Knocked off course by Bach’s taxing music
Les Arts Florissants Wigmore Hall
Some vocal groups spread their net wide; Les Arts Florissants make a virtue of focus. Under Paul Agnew, their associate musical director, they’ve dedicated themselves to the secular
songs by just one composer, Claudio Monteverdi, advancing through the eight books year by year. The results have been sublime.
The trouble with setting the bar so high is that when they slip under it, even by an inch or two, it can be a keen disappointment. That was my experience at the Wigmore Hall.
Moving a million miles away from Monteverdi and the French Baroque music, the group offered a hugely taxing programme of all four motets by JS Bach, one more that could well be by him, plus three other pieces by Bach’s predecessor at the church in Leipzig where he worked, and assorted Bach family members.
So, a different language, a different musical style, and a different climate of feeling, often anguished and penitential in tone, sometimes breaking through to joy at the thought of salvation. One thing this music has in common with Monteverdi’s is a
tendency to highlight the important words, and the eight singers seized on these moments. In Jesu, meine Freude
(Jesus my Joy) the text warns of the “thunder and lightning” of the sinful world, and in German those words really do crack and spit.
There were plenty of vivid moments like this that reminded us what this group is truly capable of.

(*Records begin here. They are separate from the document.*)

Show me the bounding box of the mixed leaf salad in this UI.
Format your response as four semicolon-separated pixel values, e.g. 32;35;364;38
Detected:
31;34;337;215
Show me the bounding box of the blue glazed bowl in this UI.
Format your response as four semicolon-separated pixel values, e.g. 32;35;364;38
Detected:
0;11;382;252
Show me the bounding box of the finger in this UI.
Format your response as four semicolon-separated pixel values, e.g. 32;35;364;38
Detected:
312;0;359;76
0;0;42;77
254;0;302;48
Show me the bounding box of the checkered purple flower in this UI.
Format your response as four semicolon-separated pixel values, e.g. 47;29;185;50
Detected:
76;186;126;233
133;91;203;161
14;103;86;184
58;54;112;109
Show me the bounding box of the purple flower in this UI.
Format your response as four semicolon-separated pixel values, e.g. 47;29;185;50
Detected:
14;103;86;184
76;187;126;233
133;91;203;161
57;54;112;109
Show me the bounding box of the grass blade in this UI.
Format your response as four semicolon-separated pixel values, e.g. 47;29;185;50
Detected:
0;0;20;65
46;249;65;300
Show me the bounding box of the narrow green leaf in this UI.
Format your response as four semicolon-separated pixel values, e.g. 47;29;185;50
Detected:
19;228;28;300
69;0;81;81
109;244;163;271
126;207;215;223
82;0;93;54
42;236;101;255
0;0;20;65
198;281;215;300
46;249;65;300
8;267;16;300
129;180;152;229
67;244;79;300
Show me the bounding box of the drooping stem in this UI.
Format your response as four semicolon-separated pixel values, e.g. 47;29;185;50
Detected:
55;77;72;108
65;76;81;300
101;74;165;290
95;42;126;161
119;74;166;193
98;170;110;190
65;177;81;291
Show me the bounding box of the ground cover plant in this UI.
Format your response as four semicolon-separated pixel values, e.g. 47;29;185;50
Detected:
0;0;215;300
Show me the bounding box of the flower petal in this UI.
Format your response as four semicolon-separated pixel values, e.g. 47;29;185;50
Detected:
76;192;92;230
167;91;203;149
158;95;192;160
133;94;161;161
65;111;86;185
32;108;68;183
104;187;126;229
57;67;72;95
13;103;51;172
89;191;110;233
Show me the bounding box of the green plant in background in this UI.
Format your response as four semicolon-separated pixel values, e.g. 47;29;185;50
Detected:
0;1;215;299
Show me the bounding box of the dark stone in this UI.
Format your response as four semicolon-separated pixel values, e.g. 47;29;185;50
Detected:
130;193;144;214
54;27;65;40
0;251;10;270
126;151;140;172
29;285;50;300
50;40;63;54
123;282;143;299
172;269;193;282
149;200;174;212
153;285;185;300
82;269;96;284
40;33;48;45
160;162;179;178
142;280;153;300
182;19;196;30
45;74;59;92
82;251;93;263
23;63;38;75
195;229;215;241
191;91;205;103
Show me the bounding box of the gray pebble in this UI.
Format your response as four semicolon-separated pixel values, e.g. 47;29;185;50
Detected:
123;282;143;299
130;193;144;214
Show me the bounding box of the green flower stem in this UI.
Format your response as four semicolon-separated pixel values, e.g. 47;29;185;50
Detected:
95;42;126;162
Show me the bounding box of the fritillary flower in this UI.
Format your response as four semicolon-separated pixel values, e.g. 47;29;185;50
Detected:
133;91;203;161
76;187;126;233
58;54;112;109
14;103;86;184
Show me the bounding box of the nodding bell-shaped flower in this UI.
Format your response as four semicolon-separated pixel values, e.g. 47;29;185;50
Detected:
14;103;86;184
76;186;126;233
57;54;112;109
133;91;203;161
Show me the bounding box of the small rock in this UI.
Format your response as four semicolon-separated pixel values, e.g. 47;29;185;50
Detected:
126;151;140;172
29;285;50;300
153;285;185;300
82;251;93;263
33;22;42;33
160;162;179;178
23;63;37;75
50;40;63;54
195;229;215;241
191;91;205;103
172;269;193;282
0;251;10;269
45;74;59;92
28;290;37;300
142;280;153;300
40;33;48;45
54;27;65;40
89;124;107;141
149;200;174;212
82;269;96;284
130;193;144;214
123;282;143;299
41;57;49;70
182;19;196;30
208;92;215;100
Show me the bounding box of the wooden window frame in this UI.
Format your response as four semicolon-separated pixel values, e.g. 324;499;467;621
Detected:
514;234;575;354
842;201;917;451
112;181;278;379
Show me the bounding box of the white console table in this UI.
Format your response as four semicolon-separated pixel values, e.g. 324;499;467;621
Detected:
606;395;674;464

But there were a few of strain and wobbly intonation too, and bumpy passages where one voice projected through the overall sound like an uneven tooth. The problem lay in the peculiar nature of Bach’s music, which at times hardly seems like vocal music at all. Instead of long melodies it’s full of scurrying patterns, more apt for a violin or cello than a voice. Some groups can take this in their stride; these singers seemed discomfited by it.